Real dataset point query: In this paper, we randomly selected a query point on the real dataset for querying and repeated the above operation 1000 times to calculate the average query time. The experimental results are shown in Figure 15. The ER-tree index shows better point query performance on both real datasets, indicating that the index design in this paper is effective.

Real dataset range query: Using the centre point of the real dataset to gradually expand the query range outward, this paper conducted five range query operations on the Chinese and New York datasets, respectively and the last query covered all the data points of the real dataset. For example, the approximate centre point of New York is 75° W, 42.5° N, so the first range is from 74° W, 42° N to 76° W, 43° N and the last range is from 70° W, 40° N to 80° W, 45° N, which is roughly the entire range of New York. The experimental results are shown in Figure 16. The ER-tree index has better range query performance regardless of the range of the real dataset, indicating that the index design in this paper is suitable for both short- and large-range queries.

Real dataset circle query: Using the centre point of the real dataset to gradually expand the circle range outward, this paper conducted five circle query operations on the Chinese and New York datasets, respectively, and the last query covered all the data points of the real dataset. The experimental results are shown in Figure 17. Similar to the range queries, the ER-tree indexes have better query performance for both short and large circular ranges. It is worth noting that circular range queries can be used for KNN queries that are common in spatial queries.

5.2.3. ER-Tree Index Space Performance

For databases with different data volumes after building the index, this paper compared the size of the ER-tree index database file with that of a stand-alone R-tree index database file to study the space performance of the two indexes.
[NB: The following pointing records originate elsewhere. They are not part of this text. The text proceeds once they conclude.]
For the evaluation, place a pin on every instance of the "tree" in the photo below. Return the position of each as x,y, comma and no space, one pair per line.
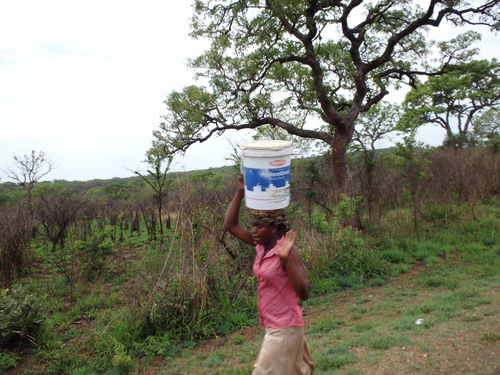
413,163
309,67
29,170
157,180
454,99
372,127
487,128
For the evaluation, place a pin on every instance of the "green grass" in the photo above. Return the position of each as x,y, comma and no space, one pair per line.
353,323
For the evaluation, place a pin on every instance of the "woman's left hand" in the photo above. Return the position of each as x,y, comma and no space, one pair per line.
284,246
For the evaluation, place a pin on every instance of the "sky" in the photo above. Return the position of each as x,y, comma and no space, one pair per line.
85,82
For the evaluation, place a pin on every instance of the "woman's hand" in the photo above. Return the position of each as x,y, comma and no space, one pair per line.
241,183
284,247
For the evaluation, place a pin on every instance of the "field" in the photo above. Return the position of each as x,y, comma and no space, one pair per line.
372,330
448,276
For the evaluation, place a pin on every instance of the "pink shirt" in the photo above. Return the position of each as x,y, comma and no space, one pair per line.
277,302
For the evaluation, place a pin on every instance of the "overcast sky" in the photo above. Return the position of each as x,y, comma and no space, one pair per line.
85,81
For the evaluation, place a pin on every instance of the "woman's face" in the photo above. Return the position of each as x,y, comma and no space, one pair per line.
262,232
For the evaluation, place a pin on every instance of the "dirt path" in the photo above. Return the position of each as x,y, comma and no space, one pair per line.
453,340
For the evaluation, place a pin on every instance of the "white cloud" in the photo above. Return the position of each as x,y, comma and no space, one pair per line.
85,81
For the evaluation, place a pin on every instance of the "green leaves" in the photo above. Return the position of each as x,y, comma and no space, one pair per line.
21,315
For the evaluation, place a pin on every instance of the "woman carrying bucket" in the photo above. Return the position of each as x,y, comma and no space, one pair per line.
282,280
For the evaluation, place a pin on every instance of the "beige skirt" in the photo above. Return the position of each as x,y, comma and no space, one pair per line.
284,352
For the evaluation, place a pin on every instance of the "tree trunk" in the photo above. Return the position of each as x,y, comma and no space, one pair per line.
343,185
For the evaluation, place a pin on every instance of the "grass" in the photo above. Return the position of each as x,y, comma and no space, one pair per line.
371,329
447,276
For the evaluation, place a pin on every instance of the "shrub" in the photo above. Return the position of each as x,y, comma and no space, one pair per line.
21,316
7,360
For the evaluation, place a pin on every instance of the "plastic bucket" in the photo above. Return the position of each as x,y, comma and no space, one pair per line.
266,170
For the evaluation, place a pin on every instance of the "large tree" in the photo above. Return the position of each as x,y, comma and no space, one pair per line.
309,67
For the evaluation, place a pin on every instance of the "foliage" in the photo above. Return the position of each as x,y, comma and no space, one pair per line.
95,251
411,160
309,68
455,99
7,360
21,316
16,226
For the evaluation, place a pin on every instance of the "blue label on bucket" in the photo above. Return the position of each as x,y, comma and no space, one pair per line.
266,179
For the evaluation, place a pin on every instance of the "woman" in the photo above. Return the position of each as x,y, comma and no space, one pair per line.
282,280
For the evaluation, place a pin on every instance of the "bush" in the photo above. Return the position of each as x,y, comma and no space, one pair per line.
21,316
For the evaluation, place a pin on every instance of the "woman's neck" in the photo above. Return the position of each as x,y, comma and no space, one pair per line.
271,244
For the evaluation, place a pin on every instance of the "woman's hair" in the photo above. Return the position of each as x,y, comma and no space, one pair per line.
273,217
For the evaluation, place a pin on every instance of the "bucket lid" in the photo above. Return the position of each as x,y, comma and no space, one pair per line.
273,145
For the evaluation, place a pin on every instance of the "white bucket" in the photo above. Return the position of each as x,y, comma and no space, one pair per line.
266,170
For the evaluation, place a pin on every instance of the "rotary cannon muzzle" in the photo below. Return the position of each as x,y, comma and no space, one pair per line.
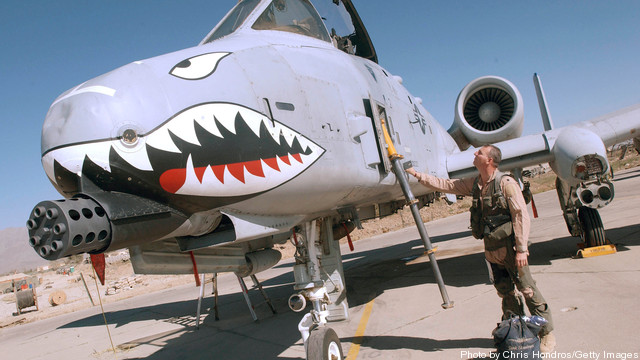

It can be found from the experimental results in Figure 18 that the space performance of the ER-tree index is slightly better than that of the stand-alone R-tree index. This is because the building of the ER-tree index is bottom-up, which is compacted in the storage of tree nodes and there is almost no space to waste. The stand-alone R-tree index is built from the root node to the bottom, inevitably wasting space on the node. Therefore, compared to the two indexes, the space performance of the ER-tree index is slightly better than that of the stand-alone R-tree index.

6. Conclusions

To address the problems of a low query efficiency and the dual queries of stand-alone R-tree index for spatial data on an LSM-tree, this paper designed a new ER-tree index structure based on the orderliness of an LSM-tree and optimised the dual queries into single query to improve the query efficiency of spatial data. The experiments proved that the ER-tree index was improved in the index building and the index query performance compared to the stand-alone R-tree index, and there was almost no degradation in the space performance.